The hard thing about live pitch-tracking is getting the minimal latency keeping reliability. It's not that simple. You also want "voicedness", which is more challenging than pitch.

I think they developed it for a specific work, but IIRC it was challenging to get it accurate.

I don't now much about current pitch trackers, but I think you can do a high quality one for voice using filterbanks. Some people do resynthesis that way (and well, that is just an alternative to FFT after all). That's pretty much how cochlea works, I think, by having overlapping frequency bands. But it probably is hard to get right. I assume you can make a better pitch tracker that is specialized for voice by thinking about FoF synthesis, the sound of the voice is really a sequence of bursts of roughly the same shape (like granular synthesis in a way) and you should be able to figure out some statistical relationship between formants and how they change with pitch. I'm not saying it is easy. Probably a lot published on this though.

I don't know what "voicedness" is? You mean things like vibrato?

I've not tried the multiple FFT, I was worried pitch would lag oddly when changing FFT size. Perhaps it could work.

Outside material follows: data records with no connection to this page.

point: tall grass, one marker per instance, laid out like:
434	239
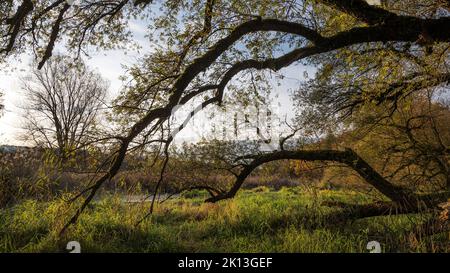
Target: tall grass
258	220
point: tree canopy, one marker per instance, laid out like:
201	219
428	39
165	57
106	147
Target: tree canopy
365	55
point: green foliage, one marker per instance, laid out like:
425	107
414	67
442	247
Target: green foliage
290	220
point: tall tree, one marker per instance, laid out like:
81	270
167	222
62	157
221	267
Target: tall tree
63	101
208	43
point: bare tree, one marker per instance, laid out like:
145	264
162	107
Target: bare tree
63	103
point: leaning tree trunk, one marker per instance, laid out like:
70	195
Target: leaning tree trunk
404	199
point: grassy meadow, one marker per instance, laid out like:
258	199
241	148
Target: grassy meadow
258	220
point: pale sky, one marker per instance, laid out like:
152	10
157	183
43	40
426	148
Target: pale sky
109	65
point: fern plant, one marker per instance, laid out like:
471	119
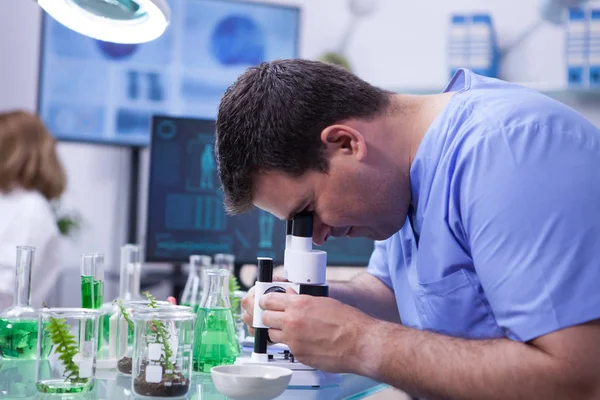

I think it should work in theory, but you'll probably get some of complications due to the distortions that comes with the windowing function etc? And making a real time phase vocoder is more work than it looks like on paper... Obviously doable, but there are some "missing bits" in the theoretical descriptions. I guess that's why IRCAM can sell licenses to superVP. :)

Or maybe one can use wavelets, but I don't know much about wavelet transforms (they don't map to cosine, so imagine it will be much harder to do well).

I have trouble to imagine the reconstruction so don't use them (well, I did once, but didn't _get_ it).

Yeah, I don't know. Still, in the past few years it has been popular with distorted and glitchy sounds, so maybe one could do some cool distorted effects with it.